Another reason why elastane can not be regarded as eco-friendly is that elastane is produced by the use of non-renewable resources. These resources are linked to fossil fuel consumption. 

Fossil fuels are linked to countless detrimental effects on life and the environment. These may include global warming, unnatural weather patterns, loss of life, pollution, and health-related complications. 

In a nutshell, elastane can not be regarded as eco-friendly because: 

  • It is made from fossil fuels
  • It is made from many chemicals 
  • Polyurethane is the main component of elastane which is carcinogenic 
  • It uses synthetic dyes that are harmful to human health and the environment 
  • It is non-biodegradable
  • It is a major source of microplastics 
  • It is a major source of marine trash 

Is there any silver lining?

It has been confirmed that elastane is neither biodegradable nor eco-friendly. So, the main question remains is there any silver lining to this dark cloud?

The answer is yes. There are some endeavours that may mitigate the harmful effects of elastane. These include: 

  • Some studies have been able to create polyurethane from plant-based oil instead of fossil fuels
  • Some endeavours make use of recycled elastane instead of virgin materials
  • Many endeavours are utilising natural dyes to be used instead of artificial dyes through UV/Ozone treatments. 

Conclusion 

It is concluded that elastane is non-biodegradable because it is made from synthetic materials and also by the use of various chemicals. 

Although elastane causes no stress on plants because it is synthesised in the lab, elastane is bad for the environment and human health because it causes severe human-related and environmental complications.  

There are also some green alternatives and ways to curb these negative effects of elastane on the environment and human health such as using biobased elastane, recycled elastane and natural dyes to dye elastane. 

Frequently Asked Question: Is elastane biodegradable?
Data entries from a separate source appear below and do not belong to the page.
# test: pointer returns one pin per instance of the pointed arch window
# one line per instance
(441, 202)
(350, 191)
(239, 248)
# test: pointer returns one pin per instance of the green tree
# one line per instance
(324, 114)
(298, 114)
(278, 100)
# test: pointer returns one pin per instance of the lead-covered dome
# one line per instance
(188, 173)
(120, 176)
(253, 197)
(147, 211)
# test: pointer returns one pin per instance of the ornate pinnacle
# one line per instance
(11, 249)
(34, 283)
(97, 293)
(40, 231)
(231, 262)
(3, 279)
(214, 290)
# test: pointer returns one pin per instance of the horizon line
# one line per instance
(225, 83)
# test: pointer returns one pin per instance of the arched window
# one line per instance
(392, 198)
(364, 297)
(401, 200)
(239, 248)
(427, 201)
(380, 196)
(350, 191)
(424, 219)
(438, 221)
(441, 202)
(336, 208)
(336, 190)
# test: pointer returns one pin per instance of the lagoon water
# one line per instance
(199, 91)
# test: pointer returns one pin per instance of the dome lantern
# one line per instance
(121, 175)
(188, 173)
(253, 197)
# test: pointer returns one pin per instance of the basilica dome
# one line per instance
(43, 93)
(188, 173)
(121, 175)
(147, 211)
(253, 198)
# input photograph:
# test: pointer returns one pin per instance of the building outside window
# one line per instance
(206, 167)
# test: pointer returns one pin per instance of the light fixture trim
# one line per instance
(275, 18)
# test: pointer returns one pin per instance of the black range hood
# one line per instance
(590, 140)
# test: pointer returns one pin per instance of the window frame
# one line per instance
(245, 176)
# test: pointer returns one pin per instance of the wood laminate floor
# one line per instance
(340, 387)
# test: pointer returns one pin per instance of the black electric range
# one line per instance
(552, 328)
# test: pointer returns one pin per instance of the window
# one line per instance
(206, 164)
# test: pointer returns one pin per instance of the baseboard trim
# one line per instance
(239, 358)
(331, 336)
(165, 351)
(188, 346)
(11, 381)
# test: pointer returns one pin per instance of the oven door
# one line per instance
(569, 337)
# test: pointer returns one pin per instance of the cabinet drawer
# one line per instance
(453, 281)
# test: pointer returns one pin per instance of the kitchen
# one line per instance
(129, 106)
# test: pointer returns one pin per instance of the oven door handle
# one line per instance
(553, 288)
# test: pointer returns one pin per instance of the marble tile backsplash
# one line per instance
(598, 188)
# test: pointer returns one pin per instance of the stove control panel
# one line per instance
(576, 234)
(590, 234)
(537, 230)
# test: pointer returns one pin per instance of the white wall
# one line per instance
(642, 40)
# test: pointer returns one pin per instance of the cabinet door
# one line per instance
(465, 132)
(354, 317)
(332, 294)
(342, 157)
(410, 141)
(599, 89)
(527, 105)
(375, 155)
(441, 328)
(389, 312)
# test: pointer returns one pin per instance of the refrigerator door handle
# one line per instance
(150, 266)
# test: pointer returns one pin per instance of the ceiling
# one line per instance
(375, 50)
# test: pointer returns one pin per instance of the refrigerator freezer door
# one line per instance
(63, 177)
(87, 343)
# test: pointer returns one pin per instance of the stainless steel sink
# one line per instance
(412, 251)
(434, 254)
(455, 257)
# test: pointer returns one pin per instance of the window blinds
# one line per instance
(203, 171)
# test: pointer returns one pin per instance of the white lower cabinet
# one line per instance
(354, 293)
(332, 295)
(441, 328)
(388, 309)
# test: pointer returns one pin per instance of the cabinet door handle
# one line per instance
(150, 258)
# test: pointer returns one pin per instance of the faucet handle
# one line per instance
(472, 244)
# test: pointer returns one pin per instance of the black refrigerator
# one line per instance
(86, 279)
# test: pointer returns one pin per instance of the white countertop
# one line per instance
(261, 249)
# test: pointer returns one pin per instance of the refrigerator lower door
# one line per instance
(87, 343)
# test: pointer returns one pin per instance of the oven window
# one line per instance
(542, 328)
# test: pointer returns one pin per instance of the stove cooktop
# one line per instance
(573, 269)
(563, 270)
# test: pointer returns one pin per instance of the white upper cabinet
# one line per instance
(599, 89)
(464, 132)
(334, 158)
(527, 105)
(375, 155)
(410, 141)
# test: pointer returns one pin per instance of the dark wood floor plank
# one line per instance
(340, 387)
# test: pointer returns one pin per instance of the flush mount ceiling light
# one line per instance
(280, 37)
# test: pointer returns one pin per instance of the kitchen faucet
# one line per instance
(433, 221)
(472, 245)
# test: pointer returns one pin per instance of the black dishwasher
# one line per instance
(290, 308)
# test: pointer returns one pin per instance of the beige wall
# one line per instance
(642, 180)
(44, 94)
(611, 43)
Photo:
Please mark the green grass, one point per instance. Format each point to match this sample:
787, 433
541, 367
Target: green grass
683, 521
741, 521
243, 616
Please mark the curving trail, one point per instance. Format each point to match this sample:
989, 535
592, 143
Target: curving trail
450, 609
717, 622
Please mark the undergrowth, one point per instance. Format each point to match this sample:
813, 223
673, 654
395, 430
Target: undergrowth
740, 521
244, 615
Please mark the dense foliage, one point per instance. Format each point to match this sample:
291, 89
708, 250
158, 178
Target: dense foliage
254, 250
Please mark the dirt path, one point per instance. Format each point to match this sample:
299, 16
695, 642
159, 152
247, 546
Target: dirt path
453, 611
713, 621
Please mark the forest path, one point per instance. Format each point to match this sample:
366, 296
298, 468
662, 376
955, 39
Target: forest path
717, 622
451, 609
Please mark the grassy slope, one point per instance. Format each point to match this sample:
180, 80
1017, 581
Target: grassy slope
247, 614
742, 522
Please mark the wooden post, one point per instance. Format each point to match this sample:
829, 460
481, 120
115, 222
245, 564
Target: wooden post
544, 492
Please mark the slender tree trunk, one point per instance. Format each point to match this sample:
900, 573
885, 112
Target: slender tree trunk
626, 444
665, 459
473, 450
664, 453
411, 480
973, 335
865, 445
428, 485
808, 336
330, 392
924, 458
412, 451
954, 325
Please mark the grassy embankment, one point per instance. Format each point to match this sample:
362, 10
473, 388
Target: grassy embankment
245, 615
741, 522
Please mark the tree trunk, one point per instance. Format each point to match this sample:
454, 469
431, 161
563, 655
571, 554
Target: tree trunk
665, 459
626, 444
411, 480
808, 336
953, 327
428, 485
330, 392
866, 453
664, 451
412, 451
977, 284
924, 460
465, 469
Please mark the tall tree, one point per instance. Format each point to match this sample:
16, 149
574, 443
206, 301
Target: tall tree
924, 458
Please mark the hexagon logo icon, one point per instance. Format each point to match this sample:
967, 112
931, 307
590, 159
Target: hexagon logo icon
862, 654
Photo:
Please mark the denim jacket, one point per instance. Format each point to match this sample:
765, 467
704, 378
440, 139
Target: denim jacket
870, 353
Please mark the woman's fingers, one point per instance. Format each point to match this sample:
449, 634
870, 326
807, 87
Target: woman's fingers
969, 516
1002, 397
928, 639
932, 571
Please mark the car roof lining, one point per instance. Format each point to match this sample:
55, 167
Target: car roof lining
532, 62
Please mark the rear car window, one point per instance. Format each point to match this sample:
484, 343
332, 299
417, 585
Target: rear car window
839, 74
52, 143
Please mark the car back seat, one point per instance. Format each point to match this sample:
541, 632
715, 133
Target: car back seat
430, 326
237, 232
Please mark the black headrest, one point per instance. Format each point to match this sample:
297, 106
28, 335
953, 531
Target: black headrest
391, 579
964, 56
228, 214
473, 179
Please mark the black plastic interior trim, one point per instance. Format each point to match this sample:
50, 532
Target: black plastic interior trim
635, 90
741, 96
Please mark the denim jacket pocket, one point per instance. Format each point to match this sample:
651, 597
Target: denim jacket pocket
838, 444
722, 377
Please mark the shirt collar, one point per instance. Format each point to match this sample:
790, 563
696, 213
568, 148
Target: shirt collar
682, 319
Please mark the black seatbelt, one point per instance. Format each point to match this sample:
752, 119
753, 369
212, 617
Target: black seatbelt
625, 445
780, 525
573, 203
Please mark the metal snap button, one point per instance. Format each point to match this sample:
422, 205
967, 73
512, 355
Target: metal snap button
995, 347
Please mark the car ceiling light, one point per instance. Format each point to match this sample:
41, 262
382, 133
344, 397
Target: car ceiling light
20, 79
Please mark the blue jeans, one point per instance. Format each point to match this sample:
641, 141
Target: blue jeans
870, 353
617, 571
How long does elastane take to degrade?

It may take between 20 to 200 years to degrade because it is made of synthetic materials. 

Reference 

  • Senthilkumar, M., Anbumani, N., & Hayavadana, J. (2011). Elastane fabrics–A tool for stretch applications in sports.
  • Özdil, N. (2008). Stretch and bagging properties of denim fabrics containing different rates of elastane. Fibres & Textiles in Eastern Europe, 16(1), 66.
  • Tokiwa, Y., Calabia, B. P., Ugwu, C. U., & Aiba, S. (2009). Biodegradability of plastics. International journal of molecular sciences, 10(9), 3722-3742.